В основе методологии Ч. лежит великолепное знание им методов и сути академических школ литературоведения, замечательная интуиция ученого и литератора, доскональное знание предшествующей ему литературы о Чехове, знание биографии и эпохи писателя в фактах и документах. Ч. исходил из того обстоятельства, что самый путь Чехова в литературу (через массовую литературу и мелкую прессу) был уникален для русской литературы. В книге немало блестящих страниц, посвященных анализу этой литературы, читателем и «выдвиженцем» которой был Чехов. Рассматривая это опытное поле писателя, исследователь выдвигает ряд интереснейших гипотез и еще больше дает толчков будущим исследователям. Это был новый тип художественно-философского постижения мира писателя, не только не бегущий быта, вещи, но вместивший их в медитирующее сознание, надстраивающееся над ними. Этими словами открывается возможность новой специальной монографии о Чехове, никем еще не написанной, но смогшей объяснить многое из неразгаданных загадок Чехова и снять с писателя многие претензии – в частности, отсутствие романа в его творчестве, который Чехов так и не смог написать. Очевидно, мы еще только на пороге постижения сути типа чеховского мышления, его генезиса и открываемых им путей возникновения и утверждения подобного сознания в литературе[2].
В 1987 году в издательстве «Просвещение» вышла биография «Антон Павлович Чехов: Книга для учащихся» (переиздана в 2013 году издательством «Время» с добавлением фотоиллюстраций), где таганрогское детство и отрочество Чехова предстали в необычном свете – в морском, портовом городе, где «в разгар летней навигации пароходам и парусникам со всего света было тесно в гавани». В основном подготовил к печати полную аннотированную библиографию прижизненной чеховской критики. Написал несколько мемуаров о старших коллегах – своих учителях: «Слушаю Бонди», «Учусь у Виноградова», «Спрашиваю Шкловского» и др.

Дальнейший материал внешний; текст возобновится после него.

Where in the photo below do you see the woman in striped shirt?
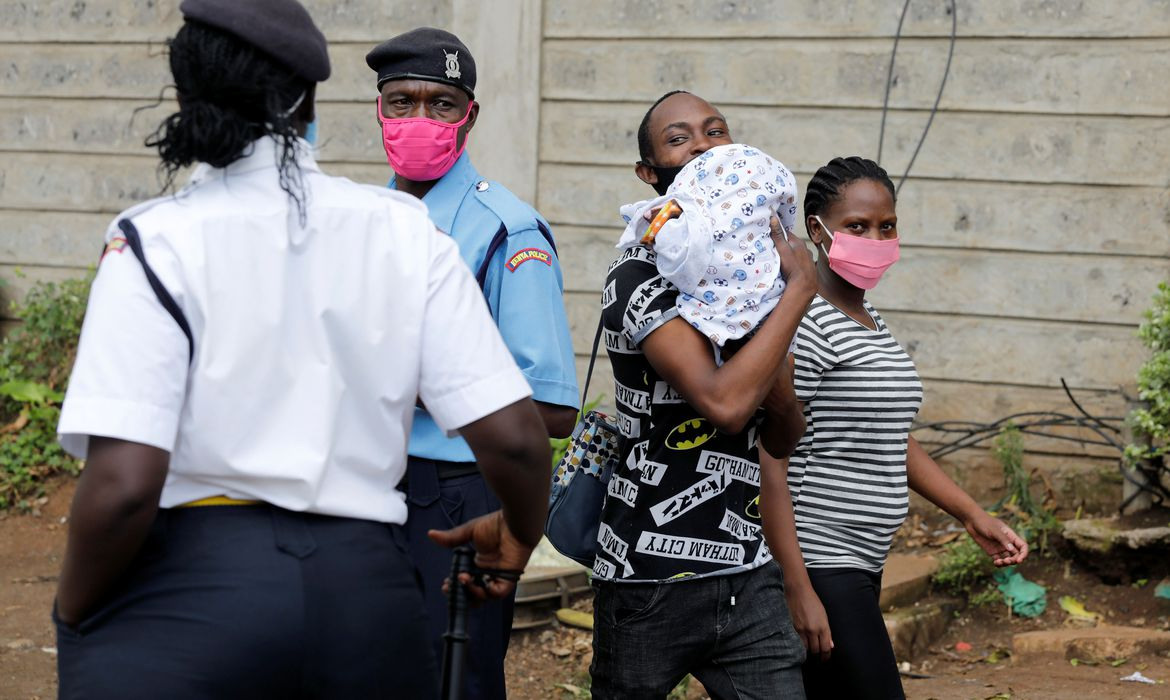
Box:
[761,157,1027,700]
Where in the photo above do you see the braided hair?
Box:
[638,90,690,164]
[805,156,897,220]
[146,20,314,221]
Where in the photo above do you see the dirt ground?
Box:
[0,482,1170,700]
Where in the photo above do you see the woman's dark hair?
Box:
[146,20,312,219]
[805,156,897,219]
[638,90,690,164]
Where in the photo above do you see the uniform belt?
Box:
[398,457,480,500]
[178,496,263,508]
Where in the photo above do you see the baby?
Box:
[618,144,797,348]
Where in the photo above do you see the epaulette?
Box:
[475,180,552,245]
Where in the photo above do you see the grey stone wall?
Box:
[538,0,1170,515]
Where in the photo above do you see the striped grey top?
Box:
[789,295,922,572]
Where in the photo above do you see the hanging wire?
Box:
[914,378,1170,510]
[878,0,958,197]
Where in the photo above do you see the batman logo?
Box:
[743,496,759,520]
[666,418,717,451]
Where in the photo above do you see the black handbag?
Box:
[544,321,621,568]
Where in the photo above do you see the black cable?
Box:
[878,0,910,165]
[878,0,958,197]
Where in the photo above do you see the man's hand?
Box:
[427,510,532,601]
[964,510,1027,567]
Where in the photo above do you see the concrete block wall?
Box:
[538,0,1170,507]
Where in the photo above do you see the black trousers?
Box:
[804,568,906,700]
[404,457,515,700]
[54,506,439,700]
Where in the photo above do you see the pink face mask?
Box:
[817,217,900,289]
[378,96,475,183]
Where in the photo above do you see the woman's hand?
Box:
[784,585,833,661]
[963,510,1027,567]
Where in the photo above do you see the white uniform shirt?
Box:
[59,138,530,523]
[618,144,797,345]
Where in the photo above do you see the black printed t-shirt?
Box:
[593,246,772,582]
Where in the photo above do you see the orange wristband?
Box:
[642,199,682,246]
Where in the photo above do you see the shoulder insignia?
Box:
[473,180,543,239]
[504,248,552,273]
[99,235,126,260]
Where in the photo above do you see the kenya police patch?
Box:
[504,248,552,273]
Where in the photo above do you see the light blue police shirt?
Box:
[387,152,579,462]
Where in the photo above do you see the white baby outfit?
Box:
[618,144,797,346]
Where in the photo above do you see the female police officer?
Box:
[56,0,549,699]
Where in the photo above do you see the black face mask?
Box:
[642,160,686,197]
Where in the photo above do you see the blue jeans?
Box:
[590,564,805,700]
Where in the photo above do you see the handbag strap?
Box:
[581,313,605,411]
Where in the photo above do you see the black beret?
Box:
[366,27,475,99]
[179,0,329,83]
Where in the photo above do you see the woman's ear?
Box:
[805,215,827,246]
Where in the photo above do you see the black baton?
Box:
[442,547,475,700]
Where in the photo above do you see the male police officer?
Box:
[366,27,577,698]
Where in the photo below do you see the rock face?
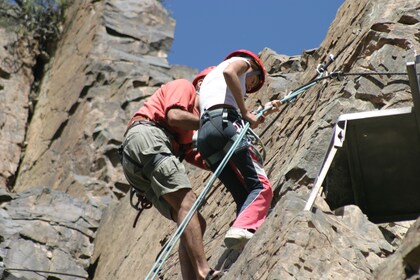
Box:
[0,0,420,280]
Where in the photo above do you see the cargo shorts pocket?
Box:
[151,155,191,197]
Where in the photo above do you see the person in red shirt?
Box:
[122,67,222,279]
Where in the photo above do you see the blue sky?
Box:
[163,0,344,70]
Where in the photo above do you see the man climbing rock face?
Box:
[119,68,221,279]
[197,50,280,249]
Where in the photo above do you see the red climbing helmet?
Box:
[225,50,265,93]
[193,66,216,87]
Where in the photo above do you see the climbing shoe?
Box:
[225,227,254,250]
[204,268,225,280]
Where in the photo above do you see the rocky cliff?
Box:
[0,0,420,280]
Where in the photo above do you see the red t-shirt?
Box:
[129,79,205,168]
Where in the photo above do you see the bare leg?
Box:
[163,189,210,279]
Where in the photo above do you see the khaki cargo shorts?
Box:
[123,124,191,220]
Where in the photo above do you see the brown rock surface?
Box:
[0,0,420,280]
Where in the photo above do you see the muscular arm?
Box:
[166,108,200,130]
[223,60,258,128]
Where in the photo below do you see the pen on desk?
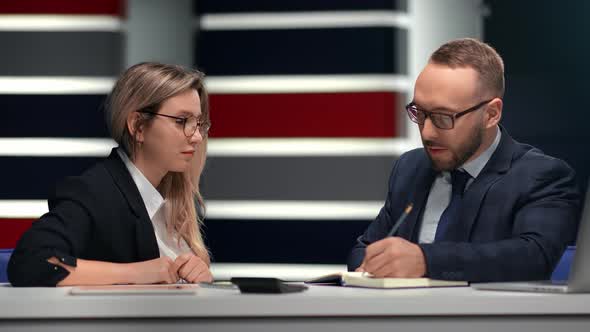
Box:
[386,203,414,237]
[356,203,414,247]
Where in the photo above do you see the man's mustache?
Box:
[422,140,446,148]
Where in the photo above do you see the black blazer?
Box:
[348,128,580,281]
[8,149,160,286]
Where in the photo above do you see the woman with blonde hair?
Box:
[8,63,212,286]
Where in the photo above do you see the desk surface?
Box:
[0,286,590,319]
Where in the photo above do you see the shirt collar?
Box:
[117,148,164,219]
[460,127,502,179]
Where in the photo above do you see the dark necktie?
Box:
[434,170,471,242]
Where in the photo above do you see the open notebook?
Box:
[306,272,469,288]
[70,284,199,295]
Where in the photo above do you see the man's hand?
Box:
[174,252,213,283]
[356,237,426,278]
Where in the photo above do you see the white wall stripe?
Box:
[0,200,48,219]
[211,263,346,281]
[0,75,412,94]
[195,10,410,30]
[0,138,117,157]
[206,201,383,220]
[0,14,124,32]
[0,76,115,95]
[0,138,420,157]
[0,200,383,220]
[207,74,413,94]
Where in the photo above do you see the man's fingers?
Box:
[364,253,392,274]
[365,238,392,262]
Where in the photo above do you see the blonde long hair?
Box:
[106,62,210,263]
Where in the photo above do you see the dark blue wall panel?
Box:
[196,28,407,76]
[0,95,109,137]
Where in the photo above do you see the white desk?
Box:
[0,286,590,332]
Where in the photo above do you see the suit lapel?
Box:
[445,127,515,242]
[105,149,160,261]
[392,162,436,241]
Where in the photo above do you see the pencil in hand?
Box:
[386,203,414,237]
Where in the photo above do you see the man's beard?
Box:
[422,125,484,171]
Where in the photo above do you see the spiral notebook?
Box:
[69,284,199,295]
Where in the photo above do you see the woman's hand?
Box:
[174,252,213,283]
[129,256,179,284]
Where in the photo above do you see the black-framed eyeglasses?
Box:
[137,111,211,137]
[406,99,494,129]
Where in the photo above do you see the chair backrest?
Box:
[0,249,12,282]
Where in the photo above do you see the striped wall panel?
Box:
[195,0,416,263]
[0,0,126,248]
[194,0,407,15]
[0,0,125,16]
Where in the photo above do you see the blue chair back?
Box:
[551,246,576,281]
[0,249,12,282]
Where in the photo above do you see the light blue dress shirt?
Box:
[418,127,502,243]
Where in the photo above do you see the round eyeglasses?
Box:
[137,111,211,137]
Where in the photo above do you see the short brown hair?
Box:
[430,38,504,98]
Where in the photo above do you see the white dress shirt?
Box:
[418,127,502,243]
[117,148,191,260]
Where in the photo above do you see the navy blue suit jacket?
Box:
[348,128,580,281]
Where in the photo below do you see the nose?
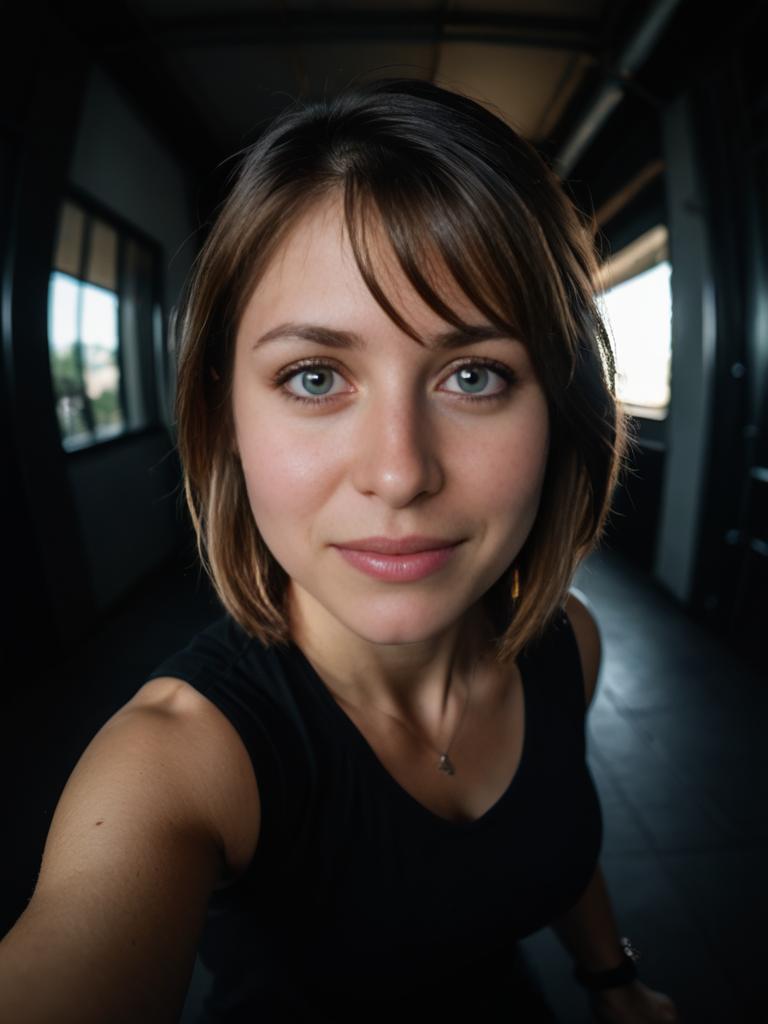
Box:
[352,386,443,508]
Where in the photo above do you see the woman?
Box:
[0,80,677,1024]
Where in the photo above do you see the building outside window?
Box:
[599,224,672,420]
[48,199,162,451]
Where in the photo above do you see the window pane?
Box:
[48,271,88,438]
[601,260,672,413]
[53,203,85,278]
[85,218,118,292]
[81,285,123,438]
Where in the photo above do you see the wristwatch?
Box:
[573,935,640,992]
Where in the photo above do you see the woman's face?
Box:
[232,199,549,644]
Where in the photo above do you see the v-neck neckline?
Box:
[291,643,531,833]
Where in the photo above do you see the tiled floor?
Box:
[2,552,768,1024]
[525,552,768,1024]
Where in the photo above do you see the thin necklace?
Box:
[341,663,472,775]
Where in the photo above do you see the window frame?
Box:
[46,183,168,458]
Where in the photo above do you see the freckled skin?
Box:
[232,193,549,696]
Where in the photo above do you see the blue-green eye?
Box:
[274,359,515,406]
[442,362,509,398]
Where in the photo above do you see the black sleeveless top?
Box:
[147,610,602,1024]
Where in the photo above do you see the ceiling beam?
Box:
[118,9,600,54]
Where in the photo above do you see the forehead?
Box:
[237,195,493,330]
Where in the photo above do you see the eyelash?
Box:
[274,358,515,406]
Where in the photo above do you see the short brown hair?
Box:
[176,79,628,660]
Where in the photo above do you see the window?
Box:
[48,199,160,451]
[600,225,672,420]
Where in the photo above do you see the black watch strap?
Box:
[573,937,640,992]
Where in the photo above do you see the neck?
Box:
[289,585,494,731]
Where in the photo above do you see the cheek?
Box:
[236,409,342,528]
[454,397,549,515]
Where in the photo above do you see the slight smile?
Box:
[332,537,463,583]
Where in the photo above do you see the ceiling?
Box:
[66,0,689,182]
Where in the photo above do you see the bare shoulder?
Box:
[564,590,602,707]
[128,676,261,884]
[0,679,258,1024]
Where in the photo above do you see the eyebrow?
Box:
[251,324,518,349]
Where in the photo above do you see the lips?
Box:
[333,534,461,555]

Весь русский XIX век был в поле зрения ученого; но главным объектом его внимания наряду с Чеховым был Пушкин; изучая поэтику его прозы, Ч. мечтал также если не создать целиком (понимая неподъемность задачи), то положить методологическое начало тому, что он называл тотальным комментарием к «Евгению Онегину».
Необходим скрупулезный учет, прослеживание того, как рождаются и накапливаются те художественно-философские и речевые смыслы, которые обеспечили уникальный статус «Евгения Онегина» в истории русского языка, литературы и русской культуры в целом.
Разумеется, исчерпывающий комментарий (если он возможен) может быть выполнен лишь коллективным иждивением лингвистов, историков, географов, флористов, астрономов, архитекторов, специалистов по истории театра и конной запряжки, гастрономии и винам, костюмам и истории оружия, дуэли и фарфора, истории экономических учений и балету, экспертов по российскому землеустроению и кредитно-банковской системе, по коврам, обоям, мебели, гаданьям и отечественной системе воспитания и образования, экспертов по коневодству и истории шахмат.
Комментирование двух строф из «Евгения Онегина» в настоящей статье автор рассматривает лишь как постановку проблемы его тотального комментария (К проблеме тотального комментария «Евгения Онегина» // Пушкинский сборник. М., 2005. С. 212).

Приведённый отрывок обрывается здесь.